Kony leads the social media revolution

On Tuesday afternoon a 29-minute long video was uploaded to YouTube.  Fast forward three days and it has amassed 46 million views and been tweeted by Twitter heavyweights including Stephen Fry and Kim Kardashian. Pretty impressive for a video that doesn’t feature a cat playing peek-a-boo, a skateboarding dog or a child biting its sibling’s finger.

So why was it only yesterday that the world’s media started to pay attention?

Given that roughly 48 hours of video are uploaded every minute to the YouTube, it would have been easy for this particular video to have slipped into obscurity.  But this video, produced by campaign group Invisible Children, tells the story of Joseph Kony, a Ugandan guerrilla group leader who recruits young children throughout Central Africa for his Lord’s Resistance Army.  The LRA recruits the young and the vulnerable by forcing them to kill their parents leaving them dependant on the LRA.

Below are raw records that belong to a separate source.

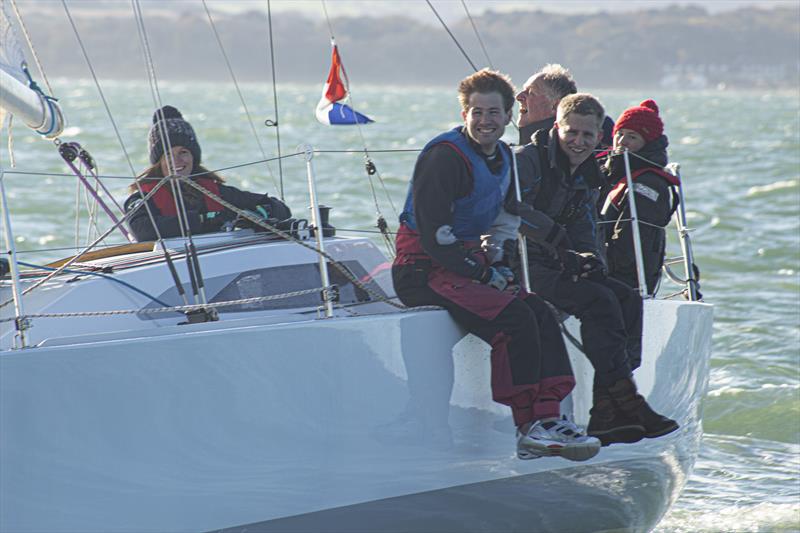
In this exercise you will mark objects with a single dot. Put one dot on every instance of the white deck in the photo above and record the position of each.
(321, 425)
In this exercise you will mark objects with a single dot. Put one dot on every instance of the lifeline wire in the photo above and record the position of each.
(277, 122)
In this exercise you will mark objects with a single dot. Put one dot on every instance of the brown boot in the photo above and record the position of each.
(610, 424)
(627, 399)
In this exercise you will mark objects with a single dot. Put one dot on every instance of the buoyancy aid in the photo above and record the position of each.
(617, 195)
(165, 201)
(557, 194)
(473, 214)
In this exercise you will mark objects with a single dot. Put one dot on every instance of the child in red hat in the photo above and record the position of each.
(640, 130)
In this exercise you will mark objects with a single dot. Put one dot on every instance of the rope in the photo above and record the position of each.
(60, 269)
(99, 88)
(276, 122)
(463, 52)
(477, 35)
(241, 96)
(167, 308)
(97, 274)
(368, 163)
(109, 176)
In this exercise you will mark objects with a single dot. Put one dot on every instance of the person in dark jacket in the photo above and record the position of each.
(539, 98)
(639, 130)
(455, 196)
(174, 150)
(558, 175)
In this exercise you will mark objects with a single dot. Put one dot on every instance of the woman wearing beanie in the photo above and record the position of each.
(640, 130)
(172, 135)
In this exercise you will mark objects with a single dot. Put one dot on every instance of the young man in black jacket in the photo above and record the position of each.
(539, 98)
(455, 195)
(558, 178)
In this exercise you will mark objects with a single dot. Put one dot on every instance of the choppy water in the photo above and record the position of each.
(740, 157)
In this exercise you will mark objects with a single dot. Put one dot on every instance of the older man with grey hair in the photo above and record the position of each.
(539, 98)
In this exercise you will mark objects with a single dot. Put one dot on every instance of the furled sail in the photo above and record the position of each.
(18, 97)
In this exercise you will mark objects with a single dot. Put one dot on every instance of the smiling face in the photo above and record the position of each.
(577, 136)
(625, 138)
(485, 119)
(183, 160)
(535, 103)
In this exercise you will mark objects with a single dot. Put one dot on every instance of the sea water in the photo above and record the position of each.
(740, 161)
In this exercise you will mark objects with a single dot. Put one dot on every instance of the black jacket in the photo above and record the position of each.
(655, 203)
(559, 208)
(142, 228)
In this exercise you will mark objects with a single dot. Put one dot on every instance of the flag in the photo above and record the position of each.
(329, 110)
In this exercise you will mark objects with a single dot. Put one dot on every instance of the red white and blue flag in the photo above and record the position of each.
(329, 110)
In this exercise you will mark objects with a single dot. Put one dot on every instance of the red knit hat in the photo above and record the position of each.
(643, 119)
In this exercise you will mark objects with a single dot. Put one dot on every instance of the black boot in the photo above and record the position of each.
(610, 424)
(626, 398)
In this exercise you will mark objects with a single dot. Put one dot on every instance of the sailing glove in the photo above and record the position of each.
(498, 277)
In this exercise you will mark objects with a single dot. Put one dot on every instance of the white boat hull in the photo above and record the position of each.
(357, 424)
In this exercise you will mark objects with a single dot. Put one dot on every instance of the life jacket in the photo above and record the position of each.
(165, 201)
(473, 214)
(617, 194)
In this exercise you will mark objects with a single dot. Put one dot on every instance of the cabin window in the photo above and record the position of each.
(274, 281)
(290, 278)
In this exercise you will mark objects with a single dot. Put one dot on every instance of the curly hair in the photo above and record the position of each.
(486, 81)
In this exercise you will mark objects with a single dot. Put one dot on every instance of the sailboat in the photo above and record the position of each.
(307, 400)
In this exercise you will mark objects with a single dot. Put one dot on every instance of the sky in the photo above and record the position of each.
(455, 8)
(447, 9)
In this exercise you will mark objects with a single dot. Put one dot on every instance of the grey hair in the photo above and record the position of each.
(557, 81)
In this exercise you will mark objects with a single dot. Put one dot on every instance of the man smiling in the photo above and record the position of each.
(558, 175)
(455, 195)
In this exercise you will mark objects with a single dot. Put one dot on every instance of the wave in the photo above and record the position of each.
(777, 186)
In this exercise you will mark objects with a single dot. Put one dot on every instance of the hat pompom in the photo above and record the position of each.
(649, 104)
(166, 112)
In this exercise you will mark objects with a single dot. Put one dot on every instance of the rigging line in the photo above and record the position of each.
(478, 35)
(466, 56)
(87, 248)
(30, 45)
(161, 124)
(99, 275)
(109, 176)
(239, 91)
(137, 15)
(275, 97)
(99, 88)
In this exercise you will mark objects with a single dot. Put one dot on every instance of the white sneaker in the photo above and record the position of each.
(560, 438)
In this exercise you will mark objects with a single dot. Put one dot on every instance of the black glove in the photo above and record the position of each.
(275, 208)
(498, 277)
(212, 221)
(511, 253)
(592, 267)
(570, 263)
(260, 213)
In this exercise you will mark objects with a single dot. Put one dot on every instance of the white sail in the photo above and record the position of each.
(17, 98)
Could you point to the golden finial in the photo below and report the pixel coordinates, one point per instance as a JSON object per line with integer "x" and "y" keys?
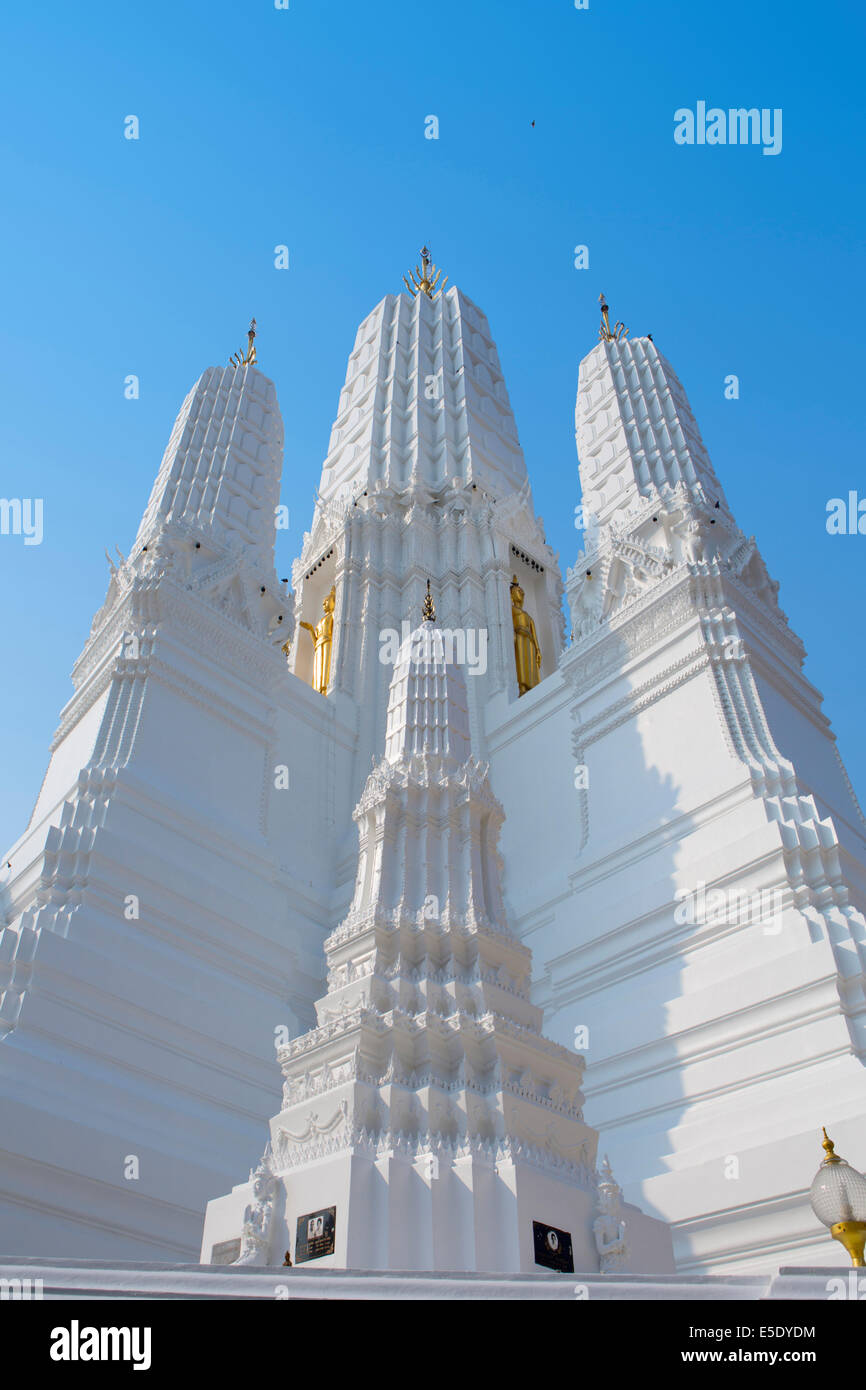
{"x": 246, "y": 360}
{"x": 428, "y": 612}
{"x": 606, "y": 332}
{"x": 424, "y": 281}
{"x": 830, "y": 1148}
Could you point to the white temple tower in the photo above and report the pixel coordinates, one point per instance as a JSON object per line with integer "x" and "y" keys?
{"x": 708, "y": 926}
{"x": 166, "y": 905}
{"x": 426, "y": 1121}
{"x": 681, "y": 848}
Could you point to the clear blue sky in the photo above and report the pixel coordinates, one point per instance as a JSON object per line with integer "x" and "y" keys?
{"x": 306, "y": 127}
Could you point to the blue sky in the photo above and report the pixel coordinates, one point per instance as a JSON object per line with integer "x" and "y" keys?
{"x": 306, "y": 127}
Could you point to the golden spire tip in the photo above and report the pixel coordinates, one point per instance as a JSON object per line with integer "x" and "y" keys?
{"x": 428, "y": 610}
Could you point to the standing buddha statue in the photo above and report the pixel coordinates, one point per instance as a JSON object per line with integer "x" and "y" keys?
{"x": 323, "y": 641}
{"x": 527, "y": 652}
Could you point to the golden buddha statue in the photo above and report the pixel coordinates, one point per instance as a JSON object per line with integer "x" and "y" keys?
{"x": 527, "y": 652}
{"x": 323, "y": 641}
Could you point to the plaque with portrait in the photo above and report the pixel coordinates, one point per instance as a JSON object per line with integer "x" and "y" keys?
{"x": 553, "y": 1247}
{"x": 316, "y": 1235}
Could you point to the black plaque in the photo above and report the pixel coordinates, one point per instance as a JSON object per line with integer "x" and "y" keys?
{"x": 553, "y": 1247}
{"x": 316, "y": 1235}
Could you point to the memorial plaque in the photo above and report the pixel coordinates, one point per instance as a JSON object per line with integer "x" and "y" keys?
{"x": 225, "y": 1253}
{"x": 316, "y": 1235}
{"x": 553, "y": 1247}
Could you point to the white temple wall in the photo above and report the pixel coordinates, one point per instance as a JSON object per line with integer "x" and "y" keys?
{"x": 64, "y": 765}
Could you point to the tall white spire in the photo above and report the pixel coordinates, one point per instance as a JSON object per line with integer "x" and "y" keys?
{"x": 426, "y": 1112}
{"x": 221, "y": 467}
{"x": 424, "y": 403}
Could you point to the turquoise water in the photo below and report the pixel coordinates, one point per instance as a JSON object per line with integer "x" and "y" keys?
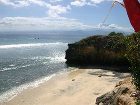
{"x": 27, "y": 59}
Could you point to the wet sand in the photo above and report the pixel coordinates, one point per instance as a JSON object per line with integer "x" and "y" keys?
{"x": 77, "y": 87}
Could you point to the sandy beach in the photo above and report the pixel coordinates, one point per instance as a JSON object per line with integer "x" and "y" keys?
{"x": 77, "y": 87}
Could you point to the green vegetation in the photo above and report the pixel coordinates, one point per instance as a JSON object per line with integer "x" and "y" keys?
{"x": 99, "y": 50}
{"x": 114, "y": 49}
{"x": 133, "y": 55}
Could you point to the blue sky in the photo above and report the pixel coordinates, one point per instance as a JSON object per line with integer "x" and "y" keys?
{"x": 16, "y": 15}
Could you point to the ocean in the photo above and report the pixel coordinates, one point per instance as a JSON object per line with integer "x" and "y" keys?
{"x": 30, "y": 58}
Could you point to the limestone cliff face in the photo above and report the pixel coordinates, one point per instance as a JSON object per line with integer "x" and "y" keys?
{"x": 98, "y": 50}
{"x": 123, "y": 94}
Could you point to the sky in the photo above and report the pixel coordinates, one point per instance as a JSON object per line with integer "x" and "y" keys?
{"x": 49, "y": 15}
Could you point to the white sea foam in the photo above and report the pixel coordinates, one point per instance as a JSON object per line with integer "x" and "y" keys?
{"x": 30, "y": 45}
{"x": 7, "y": 96}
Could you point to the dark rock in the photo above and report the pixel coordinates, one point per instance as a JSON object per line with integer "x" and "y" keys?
{"x": 111, "y": 98}
{"x": 98, "y": 50}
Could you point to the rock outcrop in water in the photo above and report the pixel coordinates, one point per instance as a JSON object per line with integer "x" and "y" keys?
{"x": 98, "y": 50}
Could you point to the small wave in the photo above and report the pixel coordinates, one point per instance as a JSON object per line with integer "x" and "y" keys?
{"x": 7, "y": 96}
{"x": 30, "y": 45}
{"x": 14, "y": 68}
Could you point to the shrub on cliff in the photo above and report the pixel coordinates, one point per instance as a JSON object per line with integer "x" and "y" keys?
{"x": 98, "y": 50}
{"x": 133, "y": 55}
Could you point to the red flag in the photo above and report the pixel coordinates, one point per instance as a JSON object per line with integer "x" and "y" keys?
{"x": 133, "y": 11}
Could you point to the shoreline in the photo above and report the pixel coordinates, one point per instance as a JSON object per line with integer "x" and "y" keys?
{"x": 69, "y": 88}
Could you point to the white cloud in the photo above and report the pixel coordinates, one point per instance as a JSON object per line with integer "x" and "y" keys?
{"x": 47, "y": 23}
{"x": 114, "y": 27}
{"x": 57, "y": 10}
{"x": 54, "y": 1}
{"x": 89, "y": 2}
{"x": 23, "y": 3}
{"x": 53, "y": 10}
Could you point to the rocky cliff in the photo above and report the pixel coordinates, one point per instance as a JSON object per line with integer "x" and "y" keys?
{"x": 124, "y": 93}
{"x": 98, "y": 50}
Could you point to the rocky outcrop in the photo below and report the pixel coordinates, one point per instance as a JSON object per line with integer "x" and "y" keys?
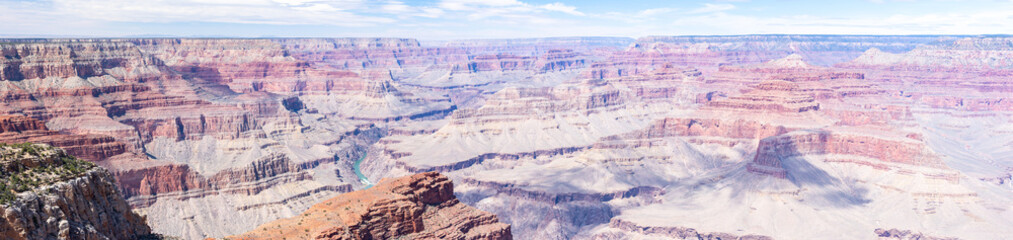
{"x": 62, "y": 197}
{"x": 771, "y": 151}
{"x": 628, "y": 229}
{"x": 19, "y": 129}
{"x": 420, "y": 206}
{"x": 894, "y": 234}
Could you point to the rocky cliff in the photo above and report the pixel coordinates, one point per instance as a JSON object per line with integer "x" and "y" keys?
{"x": 50, "y": 194}
{"x": 416, "y": 207}
{"x": 695, "y": 137}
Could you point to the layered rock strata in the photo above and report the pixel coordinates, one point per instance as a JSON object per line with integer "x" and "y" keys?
{"x": 59, "y": 196}
{"x": 416, "y": 207}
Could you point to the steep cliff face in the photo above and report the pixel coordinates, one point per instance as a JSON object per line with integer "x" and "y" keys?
{"x": 685, "y": 137}
{"x": 59, "y": 196}
{"x": 416, "y": 207}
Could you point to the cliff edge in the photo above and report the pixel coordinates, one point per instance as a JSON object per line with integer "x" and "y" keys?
{"x": 417, "y": 207}
{"x": 46, "y": 193}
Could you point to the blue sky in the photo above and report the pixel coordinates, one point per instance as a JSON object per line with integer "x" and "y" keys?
{"x": 448, "y": 19}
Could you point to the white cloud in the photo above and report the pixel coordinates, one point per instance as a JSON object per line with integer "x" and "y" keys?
{"x": 710, "y": 7}
{"x": 332, "y": 12}
{"x": 559, "y": 7}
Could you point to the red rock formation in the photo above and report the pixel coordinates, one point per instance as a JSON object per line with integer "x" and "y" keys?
{"x": 416, "y": 207}
{"x": 894, "y": 234}
{"x": 668, "y": 232}
{"x": 19, "y": 129}
{"x": 772, "y": 150}
{"x": 780, "y": 96}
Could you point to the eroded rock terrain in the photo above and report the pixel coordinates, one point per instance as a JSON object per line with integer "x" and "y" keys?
{"x": 751, "y": 137}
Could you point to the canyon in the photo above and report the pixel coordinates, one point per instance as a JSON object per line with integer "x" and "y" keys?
{"x": 737, "y": 137}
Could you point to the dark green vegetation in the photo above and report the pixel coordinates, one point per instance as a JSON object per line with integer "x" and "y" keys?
{"x": 27, "y": 166}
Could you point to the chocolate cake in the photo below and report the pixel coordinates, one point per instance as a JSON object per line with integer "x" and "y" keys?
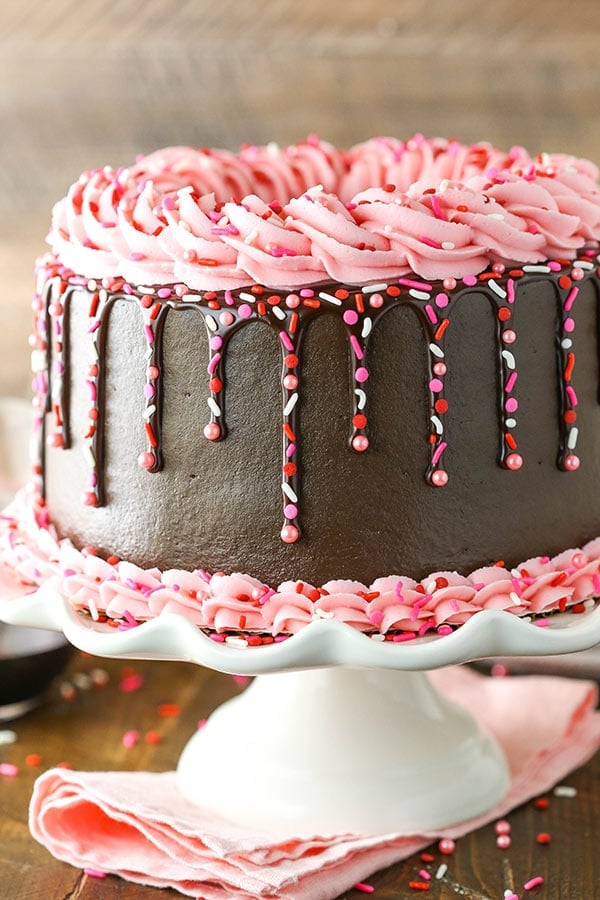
{"x": 367, "y": 379}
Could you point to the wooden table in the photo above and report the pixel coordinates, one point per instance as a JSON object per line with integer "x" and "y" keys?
{"x": 87, "y": 730}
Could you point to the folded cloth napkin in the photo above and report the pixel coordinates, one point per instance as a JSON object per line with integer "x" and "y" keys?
{"x": 138, "y": 826}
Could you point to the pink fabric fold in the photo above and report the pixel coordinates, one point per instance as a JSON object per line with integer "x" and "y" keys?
{"x": 138, "y": 826}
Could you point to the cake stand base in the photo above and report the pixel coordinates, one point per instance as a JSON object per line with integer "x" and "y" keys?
{"x": 337, "y": 750}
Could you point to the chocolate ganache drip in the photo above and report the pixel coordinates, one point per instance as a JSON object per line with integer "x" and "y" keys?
{"x": 288, "y": 313}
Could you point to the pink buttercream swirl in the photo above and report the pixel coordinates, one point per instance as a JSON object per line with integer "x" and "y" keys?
{"x": 302, "y": 214}
{"x": 31, "y": 555}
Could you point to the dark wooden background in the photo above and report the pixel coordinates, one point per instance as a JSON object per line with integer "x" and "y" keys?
{"x": 88, "y": 83}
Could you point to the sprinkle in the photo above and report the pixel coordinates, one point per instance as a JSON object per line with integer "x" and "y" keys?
{"x": 565, "y": 790}
{"x": 329, "y": 298}
{"x": 372, "y": 288}
{"x": 130, "y": 739}
{"x": 497, "y": 288}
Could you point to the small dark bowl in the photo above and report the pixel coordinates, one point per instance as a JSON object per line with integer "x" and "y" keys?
{"x": 30, "y": 658}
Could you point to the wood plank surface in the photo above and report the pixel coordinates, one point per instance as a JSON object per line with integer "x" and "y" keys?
{"x": 87, "y": 732}
{"x": 83, "y": 84}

The film, presented by Jason Russell, centres around Jacob – a boy from Uganda he met in Africa 10 years ago who first alerted him to Kony’s regime.  Since then Russell has campaigned to get US and worldwide government attention to address the problem, stop Kony and bring him to arrest under the International Criminal Court.  I won’t go into the details of Kony’s carnages, or Jacob’s terribly sad story. Instead, I urge you to watch the video yourself and make your own judgements: http://www.youtube.com/watch?v=Y4MnpzG5Sqc

Invisible Children want to ‘Make Kony Famous’ in 2012 – not to celebrate him, but to make the world aware of his crimes by encouraging people to watch the video and then share it with their friends via Twitter, Facebook and other social media.  It’s this element of the campaign that, from a marketing perspective, has really stood out for me. Working in the communication industry, we are all aware of the power of social media and viral in creating change, whether that’s the name of a type of bread in Sainsbury’s or Barack Obama’s Presidential campaign

As Russell points out in the film, 20 years ago it was just a handful of powerful people with huge amounts of money that influenced the media and the governments, who in turn influenced the people. But if 2011’s Arab Spring taught us anything, it’s that the power of the people and social media can change the status quo and decide what is written about in the press. Invisible Children has capitalised on this. Through its utilisation of social media and word of mouth, what began as a small group in California was able to make the world sit up and listen and now has hundreds of thousands of members.

Whilst ‘Kony’ has been trending worldwide on Twitter since Tuesday, ITN, The Huffington Post, Telegraph.co.uk, The Guardian and The Evening Standard only started running the story over the past 36 hours – more than 24 hours after the video was first posted online. This drives home the growing superiority of online and social media in producing news, generating buzz and content creation. The Guardian, in fairness, has captured this perfectly in its new Three Little Pigs ad

In an age where our trust in traditional media is at an all-time low (News International, I’m looking at you), the social media revolution can offer us the chance to help create, contribute and form news agendas much faster than traditional media ever can.  ‘Make Kony Famous’ is the perfect example of this and I encourage you all to watch and share the link and become part of this particular social media revolution.